Солдаты загоготали и Саша засмеялась вместе с ними. При смехе она немного запрокидывала голову так, чтоб они видели ее шею.

Саша провела в ОГП уже двадцать дней. Первую неделю она не могла подняться с постели. В это время за ней ухаживала медсестра – настоящая, не надушенная и неразговорчивая. Сейчас подвижность мышц восстановилась. Лицо стало почти прежним, только шрам над губой остался. Саша всегда была крепкой и быстро поправилась.

Кормили здесь от души – гораздо лучше, чем в пятьдесят первом. Каждый день приносили молоко и творог – лечащий врач настаивал, что в ее состоянии это необходимо.

На второй день ей передали пахнущую духами записку. Почерк у Веры был изящный, как и все в ней.

“Саша!

Наша небольшая беседа не причинила вам ни малейшего вреда, и я б хотела, чтоб так это оставалось и впредь. Здесь никто не желает вам зла. Война скоро закончится, нам с вами нет нужды враждовать. Надеюсь, однажды вы тоже поймете это. Я стану ждать столько, сколько потребуется.
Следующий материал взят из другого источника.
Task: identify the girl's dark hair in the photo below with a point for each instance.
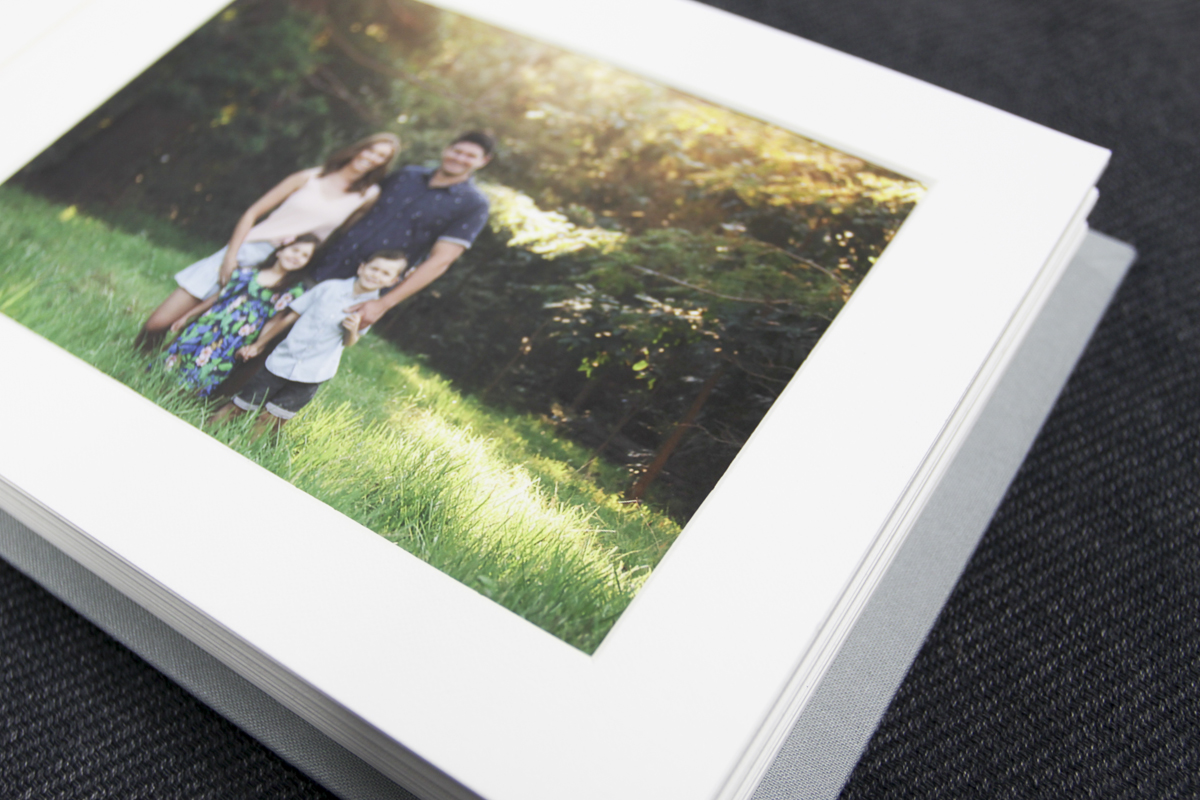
(295, 276)
(346, 155)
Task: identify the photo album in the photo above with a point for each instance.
(519, 401)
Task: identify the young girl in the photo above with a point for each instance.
(313, 200)
(204, 352)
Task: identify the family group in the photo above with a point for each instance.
(310, 266)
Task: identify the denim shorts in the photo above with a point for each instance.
(282, 397)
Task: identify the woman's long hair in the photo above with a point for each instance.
(295, 276)
(346, 155)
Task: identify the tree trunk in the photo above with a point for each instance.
(526, 346)
(637, 491)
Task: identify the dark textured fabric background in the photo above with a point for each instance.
(1067, 662)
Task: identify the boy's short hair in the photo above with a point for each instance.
(393, 254)
(484, 139)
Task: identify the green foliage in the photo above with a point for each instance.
(493, 501)
(641, 240)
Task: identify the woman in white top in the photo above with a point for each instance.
(311, 202)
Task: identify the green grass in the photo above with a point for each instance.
(493, 499)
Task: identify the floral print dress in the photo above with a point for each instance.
(204, 352)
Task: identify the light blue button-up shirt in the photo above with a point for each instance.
(313, 348)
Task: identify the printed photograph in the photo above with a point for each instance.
(511, 308)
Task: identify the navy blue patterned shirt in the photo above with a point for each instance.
(408, 216)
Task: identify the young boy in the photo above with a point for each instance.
(310, 355)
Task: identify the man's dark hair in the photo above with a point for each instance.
(485, 140)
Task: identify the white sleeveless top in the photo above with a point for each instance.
(316, 208)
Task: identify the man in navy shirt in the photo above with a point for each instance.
(432, 215)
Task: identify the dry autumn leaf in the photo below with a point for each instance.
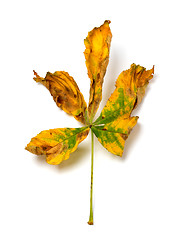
(115, 122)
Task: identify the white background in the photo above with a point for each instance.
(136, 196)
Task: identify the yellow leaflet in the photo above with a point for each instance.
(96, 53)
(65, 93)
(130, 89)
(57, 144)
(113, 135)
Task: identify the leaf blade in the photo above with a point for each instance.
(113, 135)
(97, 45)
(129, 92)
(65, 93)
(57, 144)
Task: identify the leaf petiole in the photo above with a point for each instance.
(90, 222)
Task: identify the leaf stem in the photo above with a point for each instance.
(90, 222)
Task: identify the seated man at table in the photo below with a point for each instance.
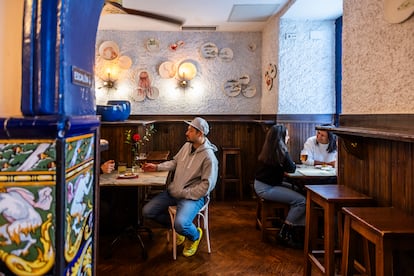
(196, 170)
(321, 149)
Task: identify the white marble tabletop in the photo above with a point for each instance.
(142, 179)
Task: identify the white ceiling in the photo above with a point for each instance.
(217, 13)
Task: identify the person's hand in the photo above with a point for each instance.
(108, 166)
(149, 167)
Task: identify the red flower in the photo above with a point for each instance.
(136, 137)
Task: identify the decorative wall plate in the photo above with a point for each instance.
(109, 50)
(232, 88)
(152, 45)
(125, 62)
(138, 94)
(152, 93)
(271, 70)
(249, 91)
(226, 54)
(244, 80)
(167, 70)
(209, 50)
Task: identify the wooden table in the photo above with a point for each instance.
(331, 198)
(310, 175)
(143, 179)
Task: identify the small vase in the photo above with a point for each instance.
(136, 166)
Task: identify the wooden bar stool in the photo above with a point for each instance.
(388, 228)
(331, 198)
(270, 216)
(234, 176)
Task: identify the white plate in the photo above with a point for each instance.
(109, 50)
(153, 45)
(138, 94)
(232, 88)
(249, 91)
(127, 176)
(209, 50)
(152, 93)
(226, 54)
(125, 62)
(167, 70)
(244, 80)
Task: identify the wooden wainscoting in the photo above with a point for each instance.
(246, 132)
(376, 157)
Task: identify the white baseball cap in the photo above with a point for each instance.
(200, 124)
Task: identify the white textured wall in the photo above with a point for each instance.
(206, 95)
(270, 54)
(307, 67)
(378, 61)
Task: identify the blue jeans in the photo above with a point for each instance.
(297, 202)
(187, 209)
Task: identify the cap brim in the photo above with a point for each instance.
(189, 123)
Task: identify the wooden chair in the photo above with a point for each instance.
(270, 216)
(388, 228)
(331, 198)
(203, 213)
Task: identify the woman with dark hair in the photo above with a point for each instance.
(273, 161)
(321, 149)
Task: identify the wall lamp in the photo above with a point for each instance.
(108, 81)
(186, 72)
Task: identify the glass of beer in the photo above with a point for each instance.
(121, 167)
(303, 156)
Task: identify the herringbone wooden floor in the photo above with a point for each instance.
(235, 242)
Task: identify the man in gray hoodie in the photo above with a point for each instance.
(196, 171)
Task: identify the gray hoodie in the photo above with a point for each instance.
(195, 173)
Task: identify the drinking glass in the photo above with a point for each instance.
(121, 167)
(303, 156)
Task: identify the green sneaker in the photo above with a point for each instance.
(179, 239)
(190, 247)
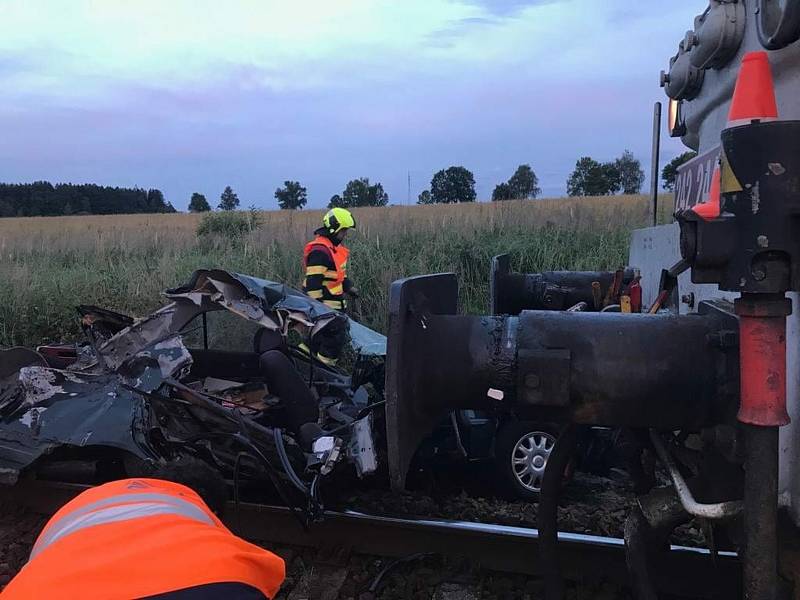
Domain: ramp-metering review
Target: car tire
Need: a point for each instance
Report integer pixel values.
(522, 449)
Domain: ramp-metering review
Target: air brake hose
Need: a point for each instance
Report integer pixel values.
(547, 517)
(287, 466)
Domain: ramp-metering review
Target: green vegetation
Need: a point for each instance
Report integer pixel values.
(124, 263)
(228, 225)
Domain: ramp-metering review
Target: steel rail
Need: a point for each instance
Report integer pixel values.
(682, 571)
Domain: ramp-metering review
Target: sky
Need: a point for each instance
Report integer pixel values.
(191, 96)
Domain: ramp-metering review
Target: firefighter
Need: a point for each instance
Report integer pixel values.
(144, 538)
(325, 261)
(325, 264)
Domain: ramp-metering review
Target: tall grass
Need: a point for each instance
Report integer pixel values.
(48, 265)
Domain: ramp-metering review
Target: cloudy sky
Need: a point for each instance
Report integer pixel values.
(195, 95)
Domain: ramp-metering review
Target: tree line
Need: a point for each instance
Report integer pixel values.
(457, 184)
(43, 199)
(454, 184)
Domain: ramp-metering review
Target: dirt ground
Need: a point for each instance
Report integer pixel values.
(591, 504)
(312, 576)
(423, 577)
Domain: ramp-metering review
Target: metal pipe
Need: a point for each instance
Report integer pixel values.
(718, 510)
(761, 513)
(655, 160)
(547, 516)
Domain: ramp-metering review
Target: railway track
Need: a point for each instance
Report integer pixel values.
(684, 572)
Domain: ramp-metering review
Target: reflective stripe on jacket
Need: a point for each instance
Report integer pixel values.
(137, 538)
(325, 282)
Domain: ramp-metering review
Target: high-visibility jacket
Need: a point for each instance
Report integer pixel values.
(325, 266)
(137, 538)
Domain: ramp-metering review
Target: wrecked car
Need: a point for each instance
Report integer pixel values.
(222, 375)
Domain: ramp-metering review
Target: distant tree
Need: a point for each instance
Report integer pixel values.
(291, 196)
(590, 178)
(228, 200)
(455, 184)
(670, 171)
(198, 203)
(156, 203)
(524, 184)
(359, 192)
(613, 178)
(631, 175)
(502, 191)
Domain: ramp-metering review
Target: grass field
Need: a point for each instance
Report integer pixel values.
(48, 265)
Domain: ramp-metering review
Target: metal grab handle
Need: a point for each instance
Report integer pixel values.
(719, 510)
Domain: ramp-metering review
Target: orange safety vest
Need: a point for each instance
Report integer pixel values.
(334, 280)
(136, 538)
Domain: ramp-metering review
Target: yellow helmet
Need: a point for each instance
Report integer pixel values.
(337, 219)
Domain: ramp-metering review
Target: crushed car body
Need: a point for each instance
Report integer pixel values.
(196, 380)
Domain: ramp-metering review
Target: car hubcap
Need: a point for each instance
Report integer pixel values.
(529, 458)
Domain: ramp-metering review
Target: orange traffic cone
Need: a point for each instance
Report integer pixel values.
(754, 96)
(710, 209)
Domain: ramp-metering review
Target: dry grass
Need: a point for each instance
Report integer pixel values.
(50, 264)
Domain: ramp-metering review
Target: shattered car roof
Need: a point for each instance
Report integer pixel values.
(274, 296)
(101, 398)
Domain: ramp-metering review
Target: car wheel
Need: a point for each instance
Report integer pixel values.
(522, 449)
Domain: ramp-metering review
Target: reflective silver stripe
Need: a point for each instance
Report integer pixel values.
(137, 506)
(119, 499)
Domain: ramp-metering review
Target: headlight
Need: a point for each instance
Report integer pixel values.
(677, 126)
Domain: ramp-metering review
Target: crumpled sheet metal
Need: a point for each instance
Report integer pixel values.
(149, 368)
(50, 408)
(270, 295)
Одежду и книги я вам подобрала на свой вкус. Если вам нужно что-то другое, пишите мне, я все устрою.

Вера”

Одежду ей принесли такую, какой у нее не было никогда прежде: тонкое белье, туфли на небольшом каблуке и платье, сшитое по ее мерке. Простого кроя, строгое темно-серое платье удивительно шло ей. Чулки из мягкой и нежной ткани… неужто шелк? Сколько же они должны стоить… Саша ловила себя на том, что в этой одежде ведет себя иначе: не размахивает руками при ходьбе, не садится, закинув ногу на ногу, машинально выпрямляет спину. Будто бы знание, что она теперь выглядит женственно, против воли заставило ее в самом деле стать женственнее.

Она бы предпочла привычную солдатскую форму, в крайнем случае – тюремное платье. Неудобное и грубое, оно было все же более сообразно действительному положению вещей. Но никаких записок с просьбами Саша писать не стала.

Зато выбранные Верой книги пришлись ей по душе. Несколько переводных приключенческих романов, “Воскресение” Толстого, но главное – университетский учебник по философии. Издание другое, но тот самый курс, который она не успела дослушать три года назад.

Ей даже приносили папиросы – не те дешевые, пропахшие керосином, что курили в пятьдесят первом, а первый сорт, с фильтром. Спичек, разумеется, не выдали, но огня всегда можно было попросить у караульного.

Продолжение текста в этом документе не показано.